Caminar alrededor del pueblo
Segura también se usa como punto de salida para rutas por la sierra.
La subida al Yelmo parte cerca del núcleo urbano por caminos señalizados. Es una ruta larga y con desnivel. El terreno alterna pista y tramos más rocosos. Lleva agua y calzado serio. Desde la cima se ve gran parte del parque natural.

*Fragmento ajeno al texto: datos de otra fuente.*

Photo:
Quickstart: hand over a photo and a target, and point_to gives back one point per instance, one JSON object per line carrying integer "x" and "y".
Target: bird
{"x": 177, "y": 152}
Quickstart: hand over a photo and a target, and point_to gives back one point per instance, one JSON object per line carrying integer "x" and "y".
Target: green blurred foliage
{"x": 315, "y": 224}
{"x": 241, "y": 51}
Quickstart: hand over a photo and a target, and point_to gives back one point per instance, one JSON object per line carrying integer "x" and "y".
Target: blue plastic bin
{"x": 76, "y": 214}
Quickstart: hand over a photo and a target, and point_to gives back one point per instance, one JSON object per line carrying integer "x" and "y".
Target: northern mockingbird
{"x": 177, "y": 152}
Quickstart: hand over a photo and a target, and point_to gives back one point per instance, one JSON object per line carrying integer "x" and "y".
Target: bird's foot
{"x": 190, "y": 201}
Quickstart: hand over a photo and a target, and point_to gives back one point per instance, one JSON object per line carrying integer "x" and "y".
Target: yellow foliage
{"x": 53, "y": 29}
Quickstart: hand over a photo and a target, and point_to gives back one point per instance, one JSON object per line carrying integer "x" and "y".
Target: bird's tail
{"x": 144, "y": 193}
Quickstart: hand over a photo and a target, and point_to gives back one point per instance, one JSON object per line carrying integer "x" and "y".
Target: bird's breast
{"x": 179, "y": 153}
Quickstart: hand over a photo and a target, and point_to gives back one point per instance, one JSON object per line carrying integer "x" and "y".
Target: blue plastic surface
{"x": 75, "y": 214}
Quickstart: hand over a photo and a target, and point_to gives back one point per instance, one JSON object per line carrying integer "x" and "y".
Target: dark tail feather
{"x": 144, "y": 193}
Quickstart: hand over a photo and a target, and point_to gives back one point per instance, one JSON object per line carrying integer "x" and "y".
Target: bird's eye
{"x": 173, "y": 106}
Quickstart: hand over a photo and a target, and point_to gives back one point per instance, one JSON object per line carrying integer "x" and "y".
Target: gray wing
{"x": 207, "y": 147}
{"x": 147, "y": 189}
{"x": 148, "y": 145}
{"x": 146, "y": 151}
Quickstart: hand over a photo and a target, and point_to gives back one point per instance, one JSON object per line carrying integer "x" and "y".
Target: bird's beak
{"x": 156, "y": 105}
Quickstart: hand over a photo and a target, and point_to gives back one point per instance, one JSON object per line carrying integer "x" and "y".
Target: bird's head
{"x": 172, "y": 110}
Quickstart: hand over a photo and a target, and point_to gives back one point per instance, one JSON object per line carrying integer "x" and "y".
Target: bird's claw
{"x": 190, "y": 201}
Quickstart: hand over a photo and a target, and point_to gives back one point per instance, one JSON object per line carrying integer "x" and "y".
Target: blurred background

El llamado sendero de las Fuentes es más tranquilo. Pasa por manantiales y zonas de encinar y pinar. No exige tanta preparación y permite caminar un rato largo sin alejarse demasiado del pueblo.
Qué se come por aquí
La cocina es de sierra. Platos contundentes: guisos de caza cuando hay temporada, setas en otoño y bastante uso del aceite de oliva de la zona. No es un sitio de cocina elaborada. Es comida directa y ligada a lo que se produce alrededor.
En otoño también aparece la recogida de setas. Hay gente que viene solo por eso. Conviene informarse antes porque el parque natural suele tener normas y límites.
Fiestas y ambiente local
Las celebraciones principales siguen siendo bastante locales. En mayo suelen salir procesiones dedicadas a la Virgen del Collado por las calles del casco antiguo. No atraen grandes multitudes, pero el pueblo se mueve.
En agosto llegan las fiestas patronales. Hay música, actividades y bastante ambiente en la calle durante unos días.
También se organizan jornadas culturales dedicadas a Jorge Manrique algunos años, con charlas y actividades relacionadas con la historia del lugar.
Consejo rápido
Deja el coche abajo y sube andando. Recorre el casco sin prisa y termina en el castillo. Con un par de horas te haces una buena idea del pueblo. Si te gusta caminar, entonces sí merece quedarse más tiempo y salir hacia la sierra.